Johnson Controls (JCI -0.17%) is one such technology conglomerate scrambling to improve profitability in the face of European woes. The company's second-quarter earnings released this week could be summarized as "higher (financial metric) in (choose market) was partially/more than offset by lower (financial metric) in Europe". Shares have waddled sideways in the past five years, underperforming the S&P 500 by 18%. Will higher demand elsewhere be enough to shake off European worries?

Is the sky really falling?
Things are bad, but they may not be as bad as they seem. Despite the dismal state of affairs in the European theater, Johnson Controls has reaffirmed its earnings guidance for 2013. Already halfway through its fiscal year, expected EPS of $2.60-$2.70 is well above the $2.15 watermark set last year. Consolidation efforts and an increased focus on growth assets look to be paying off so far.

The company operates three key businesses: building efficiency, automotive experience, and power solutions. All were hit by declining European sales, although each had bright spots elsewhere. Building efficiency sales dropped 3% from the prior-year period, but gross profit grew 3%. The good news is that revenue will pick up in the second half of the fiscal year as the weather improves in North America and China and restructuring benefits take root.

A worker packages car batteries – the product most associated with Johnson Controls – after assembly. Source: Johnson Controls

Automotive experience didn't fare so well, which should come as no surprise to investors. Nearly all major automakers are struggling in Europe despite improving sales elsewhere. Ford (F 0.66%) lost $1.75 billion in the continent in 2012 and expects to see the red ink tally $2 billion this year. If automakers can't sell cars, then they have less incentive to build them. That hurts electronics technology companies such as Johnson Controls and explains big drops in auto-related income – even with Chinese sales soaring 31%.

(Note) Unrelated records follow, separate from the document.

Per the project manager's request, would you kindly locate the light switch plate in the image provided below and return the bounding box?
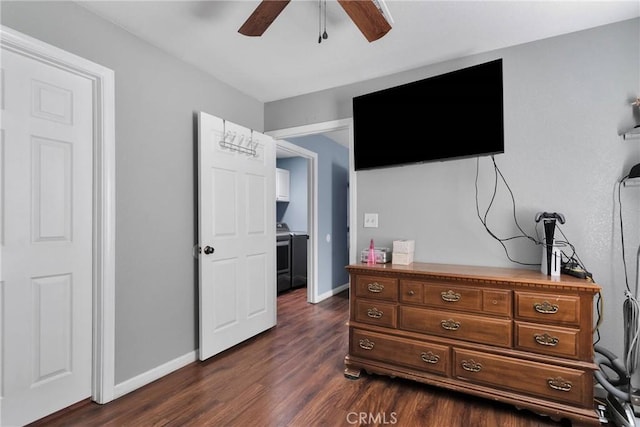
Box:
[364,213,378,228]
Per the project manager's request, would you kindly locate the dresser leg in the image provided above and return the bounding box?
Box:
[344,368,361,380]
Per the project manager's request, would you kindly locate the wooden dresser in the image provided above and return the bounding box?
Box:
[345,262,600,426]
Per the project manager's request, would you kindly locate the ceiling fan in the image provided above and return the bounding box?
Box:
[238,0,391,42]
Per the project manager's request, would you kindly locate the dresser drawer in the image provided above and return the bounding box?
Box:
[355,299,398,328]
[515,291,580,326]
[515,322,580,359]
[355,276,398,301]
[350,329,451,376]
[400,280,424,304]
[399,306,512,347]
[424,283,482,311]
[453,348,593,407]
[424,283,511,316]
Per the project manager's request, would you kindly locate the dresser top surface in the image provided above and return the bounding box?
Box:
[346,262,600,292]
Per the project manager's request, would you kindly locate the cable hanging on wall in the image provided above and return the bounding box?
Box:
[220,121,258,157]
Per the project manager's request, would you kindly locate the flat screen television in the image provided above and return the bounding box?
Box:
[353,59,504,170]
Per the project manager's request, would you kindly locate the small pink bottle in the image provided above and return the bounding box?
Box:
[367,239,376,265]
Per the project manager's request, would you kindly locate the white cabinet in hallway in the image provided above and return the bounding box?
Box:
[276,168,289,202]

Power solutions grew sales 10% to $1.6 billion and income 11% compared to the prior-year period. The segment made up 15.4% of total revenue for the quarter, which should grow in coming years. The company completed the ramp-up of its automotive battery recycling facility and is on pace to complete its second battery factory in China.

Industry cues
One thing to remember is that Johnson Controls isn't the only conglomerate struggling on the continent. Honeywell (HON 1.66%), which competes with the company's building efficiency business, has been hurt by weak industrial demand there as well. The company has also been forced to restructure core businesses and focus on growth markets. A successful first quarter helped Honeywell boost guidance and approach 52-week highs, while Johnson simply met expectations. Darn. 

Major global auto suppliers Magna International (MGA 1.02%) and Lear Corporation (LEA 1.30%) have been obvious targets for a depressed European market. Both companies cited a 6% slide in Old World auto production in 2012 as the dominating factor keeping sales revenue down. Meanwhile, production in North America and China were up 17% and 7%, respectively. The pleasant pickup in production and the reemergence of the American automobile industry has aided auto sales for the two companies. That and a focus on non-auto markets has led each company to its best earnings in years.   

Foolish bottom line
Will Johnson Controls be able to shake the dead weight from Europe? It doesn't look like that will happen any time soon, but it may not matter. Sure, it only met expectations in its most recent quarter. But if Magna and Lear can profit from the worldwide auto market, then the company should be able to meet its efficiency targets. Looking around the industry shows that two things are more important than slowing industrial activity in the Old World: diversification and growth markets. Good news for investors: Johnson Controls is cruising in both categories.